Wednesday, 29 April 2009

On My Way: Update

Well, that was short-lived!

I will not be leaving on 7th May after all - I have to take my Mum to the hospital - nothing serious, but it has to be done. So, my new date is on or about 12th May depending upon availability of tickets.

Monday, 27 April 2009

On My Way: Part I

So, I have settled all the affairs I can, posted out loads of reminder invoices and checked all my commitments for the next two months.

And I think I can finally get my butt out to Kenya. It has been over a year since I was last there, about 9 months too long a gap between visits.

I am planning to leave the UK on 7 May, flying overnight to JKIA, arriving early on the Friday morning, then a shuttle to Kisii, unless a miracle happens and I can hire/borrow/beg/steal a car - forget the steal bit, just hire/borrow/beg.
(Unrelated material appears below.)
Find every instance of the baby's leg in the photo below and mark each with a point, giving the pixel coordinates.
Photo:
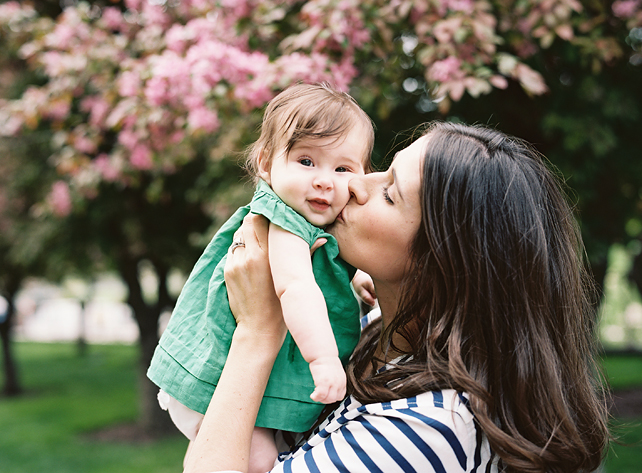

I really do not like the trip from Nairobi to Kisii on shuttles. I feel that it is akin to suicide.

After an as yet undefined stay in Kisii, where I will be getting the shamba into some sort of order, and kick-starting an anti-malaria drive in the area, I will hop across the country to Malindi to see my girlfriend and the kids. I suspect that I will do very little as I find the coast just too hot.

Finally, I will probably have to stay a few days in Nairobi to catch up with contacts and see what the job prospects are. Then home to UK.

Shouldn't take more than a month to six weeks. It's a tough life but someone has to do it.